Fortunately, for us as fish keepers, it doesn't mater what specific microorganisms may do the job of keeping our tanks safe from ammonia and what it can become. It doesn't matter that a lot of this may be done by live plants in a tank. What matters is that ammonia etc. ceases to be a threat to our fish and inverts. It is important that we know how to act at various stages of the cycle.
What does matter is that we have a basic understanding of what is going on at the microscopic level in our tanks so that we can know things are safe and healthy. This understanding makes it a whole lot easier to cycle a tank and to know how this process is progressing along the way. So we need to know that ammonia comes first then nitrite and then nitrate. We need to know how much ammonia to add in a fishless cycle- i.e not to exceed 5 ppm as nitrogen which is 6.4 ppm on the total ion scale used by most hobby test kits.
We do not need to be master chemists nor biologists to get a tank cycled, we just need to understand the real basics as opposed to a lot of the urban aquarium myths one can find all over the net. This is also why I wrote the cycling articles. I wanted to eliminate the misinformation. I wanted to create easy to follow step by step instructions which, when followed exactly, will always result in a tank becoming cycled in a reasonable amount of time. It was designed to be fail-safe. By that I mean one could not over dose ammonia which would then create too much nitrite which is usually what actually stalls a cycle. It is knowing the science behind the nitrogen cycle which mades it possible to create this sort of system for cycling.

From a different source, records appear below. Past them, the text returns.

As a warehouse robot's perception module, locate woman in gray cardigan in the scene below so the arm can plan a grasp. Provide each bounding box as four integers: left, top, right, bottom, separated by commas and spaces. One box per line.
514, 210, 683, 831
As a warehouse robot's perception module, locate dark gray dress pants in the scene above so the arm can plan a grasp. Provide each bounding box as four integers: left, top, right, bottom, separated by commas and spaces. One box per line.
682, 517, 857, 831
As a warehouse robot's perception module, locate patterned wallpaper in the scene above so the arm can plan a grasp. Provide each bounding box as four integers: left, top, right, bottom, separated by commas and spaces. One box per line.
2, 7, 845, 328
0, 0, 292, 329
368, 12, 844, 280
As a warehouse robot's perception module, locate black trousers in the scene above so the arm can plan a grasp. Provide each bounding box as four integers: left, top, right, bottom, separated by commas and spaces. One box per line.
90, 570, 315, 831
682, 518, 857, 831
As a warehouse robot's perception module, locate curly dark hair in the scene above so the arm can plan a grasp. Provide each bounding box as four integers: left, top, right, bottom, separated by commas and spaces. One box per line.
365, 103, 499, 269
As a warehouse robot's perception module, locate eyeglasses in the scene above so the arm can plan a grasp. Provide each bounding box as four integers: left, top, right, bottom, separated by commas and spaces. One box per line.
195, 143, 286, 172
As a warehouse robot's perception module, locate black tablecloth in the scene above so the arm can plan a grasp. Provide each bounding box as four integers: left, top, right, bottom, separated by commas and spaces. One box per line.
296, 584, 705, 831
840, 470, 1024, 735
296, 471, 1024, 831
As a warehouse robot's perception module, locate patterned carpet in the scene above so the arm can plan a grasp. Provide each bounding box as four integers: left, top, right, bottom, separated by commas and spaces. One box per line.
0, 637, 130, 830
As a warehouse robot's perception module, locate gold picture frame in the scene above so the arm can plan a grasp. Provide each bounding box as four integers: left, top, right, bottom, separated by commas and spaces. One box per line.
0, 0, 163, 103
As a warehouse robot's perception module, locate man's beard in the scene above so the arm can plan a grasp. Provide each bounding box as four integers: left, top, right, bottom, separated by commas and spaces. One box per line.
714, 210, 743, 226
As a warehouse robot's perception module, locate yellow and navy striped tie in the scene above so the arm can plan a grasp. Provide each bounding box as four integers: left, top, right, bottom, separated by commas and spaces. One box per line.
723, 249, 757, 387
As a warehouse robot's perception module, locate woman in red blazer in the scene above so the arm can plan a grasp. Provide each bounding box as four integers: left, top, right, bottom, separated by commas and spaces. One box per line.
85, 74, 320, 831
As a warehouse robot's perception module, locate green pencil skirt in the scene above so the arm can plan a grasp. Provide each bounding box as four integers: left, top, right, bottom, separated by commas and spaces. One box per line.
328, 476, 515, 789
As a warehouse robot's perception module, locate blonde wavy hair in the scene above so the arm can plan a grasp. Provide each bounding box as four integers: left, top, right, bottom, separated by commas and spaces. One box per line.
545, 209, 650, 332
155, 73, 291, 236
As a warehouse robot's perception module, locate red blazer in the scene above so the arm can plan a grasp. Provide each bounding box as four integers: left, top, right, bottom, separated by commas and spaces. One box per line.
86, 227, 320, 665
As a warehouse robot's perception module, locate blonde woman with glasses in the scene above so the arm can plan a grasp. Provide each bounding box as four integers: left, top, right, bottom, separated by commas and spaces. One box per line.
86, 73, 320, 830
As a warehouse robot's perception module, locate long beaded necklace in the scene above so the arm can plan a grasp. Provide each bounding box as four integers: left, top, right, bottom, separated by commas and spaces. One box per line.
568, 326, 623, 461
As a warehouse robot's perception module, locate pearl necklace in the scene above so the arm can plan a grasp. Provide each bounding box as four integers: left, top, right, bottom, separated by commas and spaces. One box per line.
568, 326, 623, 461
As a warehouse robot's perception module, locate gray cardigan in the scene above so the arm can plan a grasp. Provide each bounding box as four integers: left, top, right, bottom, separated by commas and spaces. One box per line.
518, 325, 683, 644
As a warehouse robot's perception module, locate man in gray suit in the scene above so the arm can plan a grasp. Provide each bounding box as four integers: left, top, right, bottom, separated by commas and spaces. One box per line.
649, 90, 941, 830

How many times have you been told any amount of ammonia is harmful and requires water changes? It is not true. What matters is how much of it is NH3. I am telling you do not change water for nitrite, use chloride to block the nitrite from entering the fish and doing the harm. Consider the aquaculture industry or a public aquarium which has huge tanks. Water changes are not a possibility when 100s of thousands of gallons are involved. It was the science which showed these areas how to deal with ammonia and nitrite in other ways. And those ways will also work in a tank. Here is how I learned to use chloride for nitrite, the paper is from 1997.
Nitrite in Fish Ponds Robert M. Durborow1, David M. Crosby2 and Martin W. Brunson3
Consider this, the science tells us that any paper written on nitrite needs to include information on the amount of chloride present. Without this critical piece of information, a paper re nitrite without this information is considered to have no scientific value. This is because of how chloride blocks nitrite.